Após a sua morte, outros clérigos seguiram o seu exemplo, continuando a alimentar os leprosos à distância. Quando a doença foi erradicada, os aveirenses mudaram o significado da tradição, passando a lançar pão para qualquer pessoa que quisesse apanhá-lo, como forma de devoção e cumprimento de promessas feitas ao santo. Muitos habitantes reuniam-se no adro da igreja segurando redes de pesca, à espera de apanhar o alimento que poderia sustentar as suas famílias durante dias ou semanas. Embora o ritual tenha perdurado, o pão foi substituído pelas cavacas, que são mais duras e têm uma maior durabilidade.

“As cavacas eram feitas com as claras que sobraram de fazer os ovos-moles. Levam farinha e óleo e são revestidas com açúcar logo após a cozedura, enquanto estão quentes. Muitos preferem usar forno a lenha e, para esta festa, costumam fazê-las mais duras para que não se partam ao atingirem o chão”, explica Bernardo Portas, um dos mordomos da festa, à NiT. 

Este ano, a celebração ocorreu entre 9 e 13 de janeiro, e foram lançadas cerca de 15 mil toneladas de bolos do alto da igreja. “Não há um número exato, pois cada pessoa lança quantas cavacas desejar, consoante a sua promessa. Há quem atire uma, duas ou até três sacas de cinco quilos”, acrescenta o aveirense.
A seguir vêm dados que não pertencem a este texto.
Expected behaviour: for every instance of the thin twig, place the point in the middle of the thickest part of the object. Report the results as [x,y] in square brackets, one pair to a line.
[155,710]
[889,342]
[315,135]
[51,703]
Quem não tenha reservado cavacas pode adquiri-las nas pastelarias próximas da capela. Os doces são geralmente vendidos ao quilo, ao preço de 8€. Depois, os participantes podem optar por subir à capela e arremessar as cavacas, enquanto outros se juntam no adro da igreja para as apanhar. Com guarda-chuvas virados para cima, utensílios de pesca ou as mãos levantadas, todos colaboram na tarefa de recolher os doces, que depois são consumidos ou levados para casa.

Contudo, há quem prefira não lançar as cavacas, optando por colocá-las no altar como oferenda de uma promessa cumprida. “Durante a festa, temos de ir retirando as cavacas deixadas na igreja, pois chegam a ser várias dezenas, vindas de todos os lados”, refere.

Considerada a festa mais emblemática de Aveiro, foi recentemente incluída no inventário do Património Cultural Imaterial Nacional. A celebração, que se realiza há décadas, tem crescido ao longo dos anos, como explica Bernardo Portas. “É difícil estimar quantas pessoas visitam a festa, mas acreditamos que, durante o fim de semana, tenham sido mais de 100 mil, vindas de vários lugares. Atualmente, nota-se também um aumento no número de estrangeiros”, acrescenta.

A Mordomia de São Gonçalinho concluiu o seu mandato ao fim da festa. Agora, segundo o mordomo, o presidente atual terá de passar o testemunho a outra pessoa, escolhida por ele. O momento é marcado com a entrega de um ramo ao novo responsável, dando início a mais um ano de organização da emblemática celebração aveirense.